# Extra 1
Scofield.
Tu vuoi sapere di Scofiel.
Dell’eroe; del grande genio. Del santarellino. Perchè
sì: Scofiel si considerava un puro, un martire.
Pensava di essere migliore di me, di noi.
Pensava di poterci usare.
Ma vuoi saperla la verità? Scofield era
una puttana. La peggior specie di puttana, di quelle che si credono delle gran
signore e che poi aprono le gambe al primo che passa. Perchè
hanno fame, sono stanche o vogliono una dose.
Scofiel era una puttana. E sarebbe potuto essere la mia
puttana.
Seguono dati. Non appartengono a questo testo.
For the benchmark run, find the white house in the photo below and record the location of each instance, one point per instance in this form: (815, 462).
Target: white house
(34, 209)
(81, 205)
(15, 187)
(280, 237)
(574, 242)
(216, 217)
Gliel’ho offerto, sai?
Ma lui no, certo che no. Si credeva diverso lui; si riteneva nel
giusto, lui. Un arrogante figlio di puttana che credeva di sapere come andasse
il mondo, che pensava che il mondo fosse solo bianco o nero.
Ma il mondo, amico mio. Il
mondo è grigio. É sempre grigio. E nel grigio ci stanno quelli come me. E come Scofield.
I rifiuti, quelli che
nessuno vuole, quelli che tutti ignorano. Perchè
siamo fastidiosi, e siamo pericolosi.
Perché siamo dei drogati. Tutti e due. Drogati delle nostre fobie,
delle nostre stesse vite. Drogati di noi stessi e di quello che vediamo quando
ci guardiamo allo specchio.
Io lo so. L’ho sempre saputo. E non me ne è mai importato. Ci puoi
restare da cani, certo. Ma impari anche che a vita ti cuce addosso qualcosa, e
con quel qualcosa puoi solo conviverci e andare avanti.
Io lo sapevo; Scofiel non lo voleva
vedere.
E non mi stava a sentire, quando glielo sussurravo all’orecchio.
Come un serpente, qualcuno avrebbe potuto dire. E la sua testardaggine; la sua
incrollabile certezza di essere un bravo
ragazzo. Dio. Quanto mi faceva venir voglia di farlo crollare.
Lo avrei stuprato volentieri. Nella testa, sì. In quelle sue
patetiche idee di salvatore, di uomo che guarda tutti, che guarda me, dall’alto
in basso.
Dio. Quanto era eccitante.
Sì: Scofield sarebbe stata la mia
puttana ideale. Una di quelle che ti sputa in faccia per farti eccitare e Dio
solo sa quanto mi eccitasse quel ragazzino pelle e ossa. Come quando mi
guardava con disgusto, quasi con orrore. Oh, adoravo quello sguardo. Mi faceva
venir voglia di strapparglielo dalla faccia.
Perché. Vedi. Fottere la
gente era la mia specialità. Ed era anche la sua. E questo. Era questo che Scofield non accettava. Che in fondo, che in realtà io e
lui fossimo simili. Davvero simili.
Solo che io ho il coraggio
di ammetterlo. Ma lui. Lui no.
Ci ho messo un po’, onestamente.
Non perché non avessi in mente di chi scrivere. T-Bag
è l’alter-ego di Scofiel così come Sucre gli è
complementare. Ma gestire T-Bag è difficile. Perché è
uno che le cose te le sibila all’orecchio, mellifluo come un serpente
travestito da anguilla.
Ed è anche un uomo che non ha paura di guardare in faccia se stesso e
riconoscersi per quello che è.
Non ho amato molto come lo hanno reso nell’ultima serie, quasi un
rinnegato di se stesso, benchè sia il motore che fa
partire tutta la narrazione. Non è stata l’idea in sé a dispiacermi, ma come l’hanno
resa.
Quasi per buonismo e politicamente corretto anche T-Bag dovesse
tentare di diventare buono. Ma poi cosa vuol dire “buono”?
Prison breack, nel
suo piccolo, ti pone questo interrogativo. E se T-Bag
cavalca la serie come incarnazione del male, perché snaturarlo in un pentito
sulla via del perdono? Perché non può essere semplicemente un personaggio “umano”,
con le sue aberrazioni? Chè, purtroppo, nascondere la
testa sotto la sabbia non impedisce che nel mondo persone del genere esistano.
E con questo, chiudiamo il cerchio. Completamente. E definitivamente.
Grazie mille a chi mi ha letto, a chi mi a commentato e a chi è anche
solo passato di qua, anche se per inciampo.